Object tracking is the process by which computers detect and track objects in still images or videos. It is one of the most common applications of computer vision. The first attempts at object detection relied on template matching techniques and statistical models. These approaches, however, are incapable of fully exploiting the extremely large data volume and dealing with infinite variations in objects.
A lot of progress has been made in machine learning for detecting and classifying objects in an image in real time. However, none of these algorithms considers time and continuity. Every time an obstacle is detected, these algorithms assume it is a new obstacle. There is no notion of tracking objects across frames.
Numerous researches have been conducted using and proposing novel architectures and methods in computer vision. These methods are, in many cases, developed by researchers and academia, further proving the importance of computer vision in the actual research overview.
In this post, we will analyze the evolution of object tracking techniques and we’ll go through the current SOTA object tracking algorithms that use deep learning methods (i.e., DeepSORT and ByteTrack).
Object Tracking, Defined
Object tracking is the process of tracking an object through different frames in such a way that its position and direction are known throughout the sequence. As a result, the tracking task includes two major sub-tasks: object detection and object re-identification between frames. These two allow us to determine the exact position of the various objects in an image and the path they have taken in the field of view represented by the images.
The greater the number of moving objects, the harder tracking becomes. The monitoring of open or crowded environments such as traffic surveillance, autonomous vehicles, sports and entertainment, and security is made easier and faster thanks to the research done in these areas.
Occlusion. An object is partially or entirely blocked by another object.
Scale Variation. Object detection will not work when an object’s size varies significantly.
Motion Blur. The moving object in a frame may be distorted and cease to appear as it once did.
Memory. Keeping track of objects that appear and disappear from the scene is important in some use cases.
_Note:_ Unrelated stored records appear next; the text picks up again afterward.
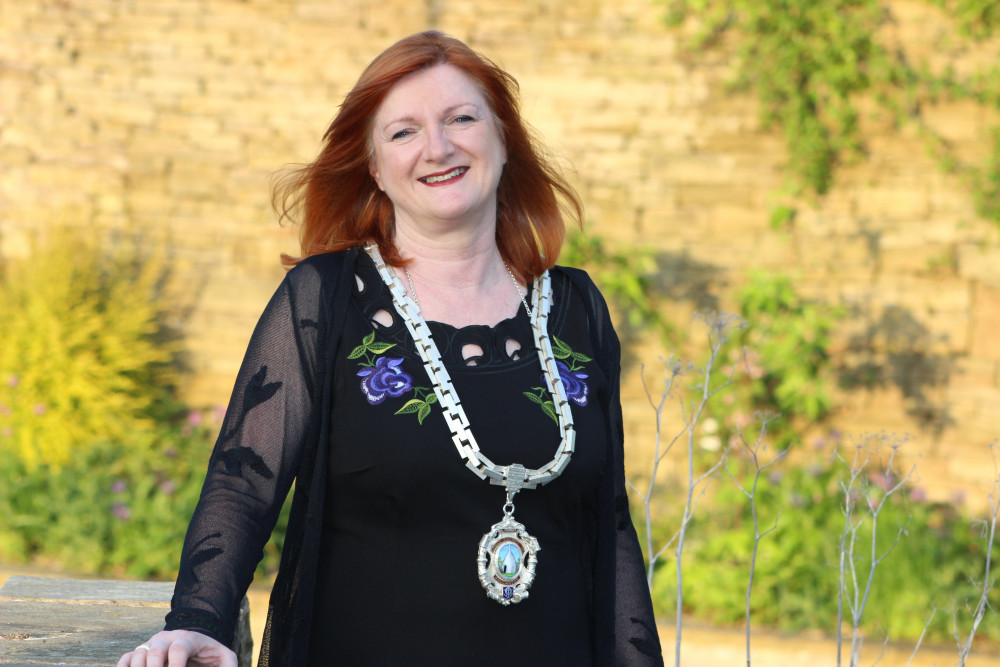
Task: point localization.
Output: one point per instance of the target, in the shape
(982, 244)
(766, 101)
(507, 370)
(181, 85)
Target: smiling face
(438, 154)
Most object tracking algorithms lack this feature.
Background Clutter. This happens when the background of the object is the same color or shape.
Low Resolution. An image has low resolution or is pixelated.
In situations where there is a sudden change in speed or direction of motion, motion modeling alone is ineffective. Visual appearance modeling is more accurate since it is aware of the appearance of the object being tracked. This method works well for tracking a single object, but it is insufficient for tracking multiple objects in a video frame. In environments with resource limitations (embedded systems), conventional object-tracking algorithms can be helpful.
In a system with limited resources (embedded systems), conventional object-tracking algorithms can be helpful. In terms of accuracy, deep learning-based approaches to object tracking are far superior to traditional trackers.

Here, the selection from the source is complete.